Some have questioned my
conclusion that "whitewood" meant the Tuliptree, suggesting instead that the pioneers might have been referring to the Basswood (tilia Americana).
"A Field Guide to Trees and Shrubs" by George A. Petrides says about the Tuliptree: Indians made trunks into dugout canoes.
"The Audubon Field Guide to North American Trees" says:Pioneers hollowed out a single log to make a long, lightweight canoe.
Neither field guide attributes such use to Basswood but both note that its fibrous inner bark was used by Indians for making ropes and mats.
Referring to the Tuliptree in "Tree Habits, How to Know the Hardwoods", author Joseph S. Illick says: In some places the local name canoe-wood is applied for the reason that the Indians formerly made their dugout canoes of the trunks.
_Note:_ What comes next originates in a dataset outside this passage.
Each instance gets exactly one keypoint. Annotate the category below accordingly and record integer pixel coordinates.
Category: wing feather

Donald Curloss Peattie in a "Natural History of Trees" wrote regarding the Tuliptree: More commonly the pioneer made a fine canoe out of this straight-growing tree, hollowing out a single log to extreme thinness, for the wood is easy to work and one of the lightest in the forest. Such a canoe sixty feet long did Daniel Boone make, when his fortunes were low, and into it he piled his family and gear and sailed away down the Ohio into Spanish territory, away from the ingrate Kentucky.
In "Trees of Michigan and the Upper Great Lakes", Norman F. Smith, then of the Michigan Department of Conservation, said:... the lumber of the tulip tree is sold commercially as 'yellow poplar' or just' poplar'. Years ago it was often marketed as ' whitewood'.
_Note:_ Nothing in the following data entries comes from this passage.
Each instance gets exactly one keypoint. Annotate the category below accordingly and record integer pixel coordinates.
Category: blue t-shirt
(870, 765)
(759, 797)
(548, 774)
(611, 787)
"American Woods" by Shelly E. Schoonover contains a list of common names in use for Tuliptree. Among those are "White-wood" which she says is used in Vermont, Massachusetts, Rhode Island, Connecticut, New York, New Jersey, Delaware, South Carolina, Kentucky, Ohio, Illinois, Michigan, Ontario, and the trade.
The question has also been raised as to why Bois Blanc Island in Lake Huron is so named when it is far north of where Tuliptrees grow. In French Bois Blanc means "white woods" (as in forest), not "whitewood". Without a doubt the Lake Huron Island was named for its expanses of Paper Birch and Aspen ("popple" to the Michigan Deer hunter) along its shore.
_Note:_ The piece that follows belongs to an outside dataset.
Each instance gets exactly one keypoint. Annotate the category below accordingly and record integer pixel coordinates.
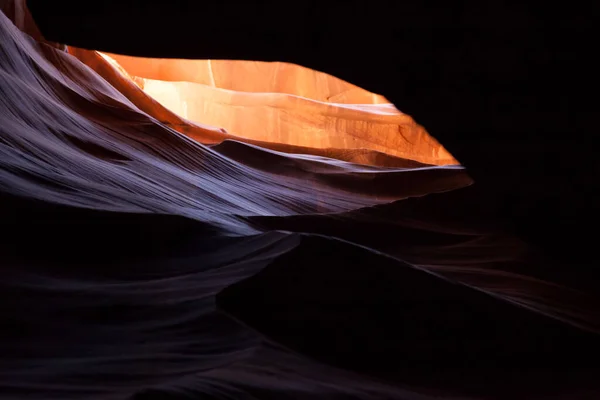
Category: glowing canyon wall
(285, 105)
The same cannot be said for Bois Blanc (Boblo) Island in the Detroit River which is well south of where the Paper Birch grows. I have not found an account of its naming, but I speculate that the the "white woods" the French explorers saw was largely made up of riverside Sycamores. The upper trunks and branches of Sycamore tress are strikingly white when leafless.
That's the end of my "whitewood" dugout stories and speculations. Dugout canoes made in the Northern Lower Peninsula and the Upper Peninsula were usually made of White Cedar or White Pine. I have some stuff I can pass along on them.